[Lowfer] 74.5495 QRSS 60 as usual till at least 0600...
JD
listread at lwca.org
Wed Oct 9 13:46:21 EDT 2013
>>> Nothing phony about SNR being referenced to a particular bandwidth.
>>> Don't like the bandwidth it's referenced to just adjust with 10 log
>>> (BW1/BW2).
True. If you were to do that with WSPR 2, for instance, and cut the
reference noise bandwidth to match the actual 6 Hz signal bandwidth, WSPR
loses 26 db of its presumed magic right off the top. If you narrow it to
the bandwidth the software needs to track the signal once acquired, there go
several more decibels. Which one is the most nearly relevant bandwidth?
Certainly not the SSB filter; you could as easily use AM bandwidth and claim
a few more dB. Reporting an SNR that has no relevance to the software's
real ability to extract signal is basically marketing hype.

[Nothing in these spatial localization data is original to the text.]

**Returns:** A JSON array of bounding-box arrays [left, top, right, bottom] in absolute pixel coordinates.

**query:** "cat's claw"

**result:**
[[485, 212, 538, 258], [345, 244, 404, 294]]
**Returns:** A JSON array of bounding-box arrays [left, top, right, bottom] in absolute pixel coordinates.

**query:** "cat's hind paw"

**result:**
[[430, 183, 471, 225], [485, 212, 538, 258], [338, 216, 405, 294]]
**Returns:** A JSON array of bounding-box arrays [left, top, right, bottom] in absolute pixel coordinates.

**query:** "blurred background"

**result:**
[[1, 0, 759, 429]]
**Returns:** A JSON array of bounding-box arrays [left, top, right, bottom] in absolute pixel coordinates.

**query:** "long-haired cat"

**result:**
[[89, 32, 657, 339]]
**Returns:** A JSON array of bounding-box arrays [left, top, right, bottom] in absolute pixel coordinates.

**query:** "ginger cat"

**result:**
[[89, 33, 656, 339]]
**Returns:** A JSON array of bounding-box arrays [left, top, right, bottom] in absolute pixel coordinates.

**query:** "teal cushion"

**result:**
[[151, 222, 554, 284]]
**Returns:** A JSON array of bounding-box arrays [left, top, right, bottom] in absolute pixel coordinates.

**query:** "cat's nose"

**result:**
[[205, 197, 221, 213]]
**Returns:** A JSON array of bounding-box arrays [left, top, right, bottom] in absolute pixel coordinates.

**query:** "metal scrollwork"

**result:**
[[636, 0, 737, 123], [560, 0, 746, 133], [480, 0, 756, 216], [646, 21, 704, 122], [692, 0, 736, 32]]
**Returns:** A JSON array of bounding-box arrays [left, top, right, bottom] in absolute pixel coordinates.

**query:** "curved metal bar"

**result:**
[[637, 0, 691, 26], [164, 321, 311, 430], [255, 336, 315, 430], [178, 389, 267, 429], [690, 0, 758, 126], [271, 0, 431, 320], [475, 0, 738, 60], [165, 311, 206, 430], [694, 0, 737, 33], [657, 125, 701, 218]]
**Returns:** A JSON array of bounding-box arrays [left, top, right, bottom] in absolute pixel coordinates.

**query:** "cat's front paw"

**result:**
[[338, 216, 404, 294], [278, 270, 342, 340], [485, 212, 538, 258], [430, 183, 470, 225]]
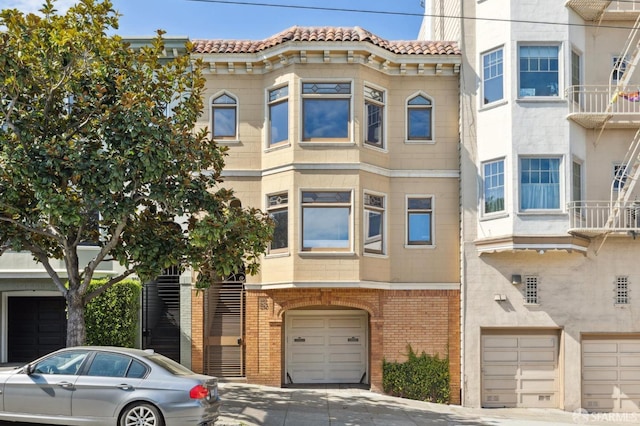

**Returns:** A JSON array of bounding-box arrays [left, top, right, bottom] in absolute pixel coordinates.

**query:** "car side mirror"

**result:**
[[24, 364, 35, 375]]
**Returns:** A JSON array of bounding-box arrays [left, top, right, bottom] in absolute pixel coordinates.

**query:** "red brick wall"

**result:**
[[194, 287, 460, 404]]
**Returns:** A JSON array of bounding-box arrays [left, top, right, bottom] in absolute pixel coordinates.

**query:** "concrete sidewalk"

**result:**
[[216, 382, 637, 426]]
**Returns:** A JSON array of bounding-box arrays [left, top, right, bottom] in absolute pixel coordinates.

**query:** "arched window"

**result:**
[[406, 94, 433, 142], [211, 93, 237, 139]]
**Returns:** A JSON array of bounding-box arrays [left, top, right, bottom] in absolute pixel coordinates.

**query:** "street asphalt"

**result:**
[[1, 381, 638, 425]]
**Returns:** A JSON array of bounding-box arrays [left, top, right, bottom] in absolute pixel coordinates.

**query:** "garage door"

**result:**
[[286, 310, 367, 384], [582, 338, 640, 413], [482, 332, 559, 408], [7, 296, 67, 362]]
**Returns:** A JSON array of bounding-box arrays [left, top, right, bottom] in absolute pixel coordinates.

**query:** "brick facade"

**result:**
[[193, 287, 461, 405]]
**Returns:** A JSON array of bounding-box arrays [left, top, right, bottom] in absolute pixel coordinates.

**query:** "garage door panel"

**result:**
[[287, 312, 367, 384], [482, 332, 559, 408], [520, 337, 556, 348], [583, 369, 618, 381], [484, 351, 518, 362], [484, 378, 517, 390], [520, 379, 555, 391], [582, 337, 640, 413], [483, 364, 518, 375], [484, 337, 518, 348], [620, 356, 640, 367], [584, 355, 618, 367], [520, 351, 556, 362], [521, 393, 555, 407]]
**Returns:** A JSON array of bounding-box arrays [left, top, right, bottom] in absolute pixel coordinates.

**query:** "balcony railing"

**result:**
[[566, 1, 640, 21], [566, 85, 640, 128], [568, 200, 640, 236]]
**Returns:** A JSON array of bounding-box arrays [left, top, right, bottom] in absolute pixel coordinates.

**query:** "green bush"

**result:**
[[85, 278, 142, 347], [382, 345, 450, 403]]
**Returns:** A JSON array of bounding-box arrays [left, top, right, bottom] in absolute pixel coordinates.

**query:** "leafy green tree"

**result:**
[[0, 0, 273, 346]]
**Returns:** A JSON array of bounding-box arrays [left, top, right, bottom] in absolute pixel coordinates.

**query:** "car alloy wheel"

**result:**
[[120, 402, 164, 426]]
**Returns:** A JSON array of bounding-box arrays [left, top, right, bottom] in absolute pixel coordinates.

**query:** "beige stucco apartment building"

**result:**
[[188, 27, 462, 401], [423, 0, 640, 413]]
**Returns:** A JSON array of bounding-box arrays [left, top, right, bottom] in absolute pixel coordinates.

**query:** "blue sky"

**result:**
[[6, 0, 427, 41]]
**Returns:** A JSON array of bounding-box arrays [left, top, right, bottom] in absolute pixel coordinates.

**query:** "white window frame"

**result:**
[[266, 84, 289, 149], [266, 192, 289, 255], [481, 46, 504, 106], [363, 191, 386, 256], [210, 91, 239, 143], [519, 156, 562, 212], [612, 55, 628, 82], [300, 80, 354, 145], [299, 189, 354, 253], [613, 162, 629, 192], [405, 194, 435, 248], [363, 82, 386, 150], [570, 48, 582, 104], [482, 158, 506, 216], [405, 91, 434, 144], [518, 44, 561, 99]]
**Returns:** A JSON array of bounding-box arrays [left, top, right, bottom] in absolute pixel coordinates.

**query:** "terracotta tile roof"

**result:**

It's like a certain mustard I see every week at the supermarket that
splashes the words "40% MORE" across the bottle without even an asterisk
referring you to (non-existent) fine print telling you they mean 40% more
than their own regular size bottle sitting right next to it, which just
happens to sell for HALF the price. Wow, you can get 40% more mustard for
only twice the money?...such a deal! When the point of a number is to make
people think they're getting more of anything than they are, that's when I
call it phony-baloney.
But I'm not here to start a war between this protocol versus that modulation
mode, Jay. Nor am I trying to insult the software or the people who use
it--merely expressing my aggravation with omnipresent hype, with what I
hoped was a humorous exaggeration of my own.
If you'll notice my own numbers for Argo, the signal _in the detection
bandwidth_ was 10 or more dB above noise in nearby non-signal bins to
achieve that result. Argo's not magic, either! But I have managed to get
detection out of it when it only has a handful of least significant bits to
work with, as in this case, and far less success with WSPR under similar
conditions...although WSPR-X has given me more promising results and better
AGC tolerance than v 2.0 did. The rule of thumb thus far, however, has
still been that if I can't see it with reasonable consistency in Argo, it's
not going to decode in WSPR regardless of inflated SNR numbers.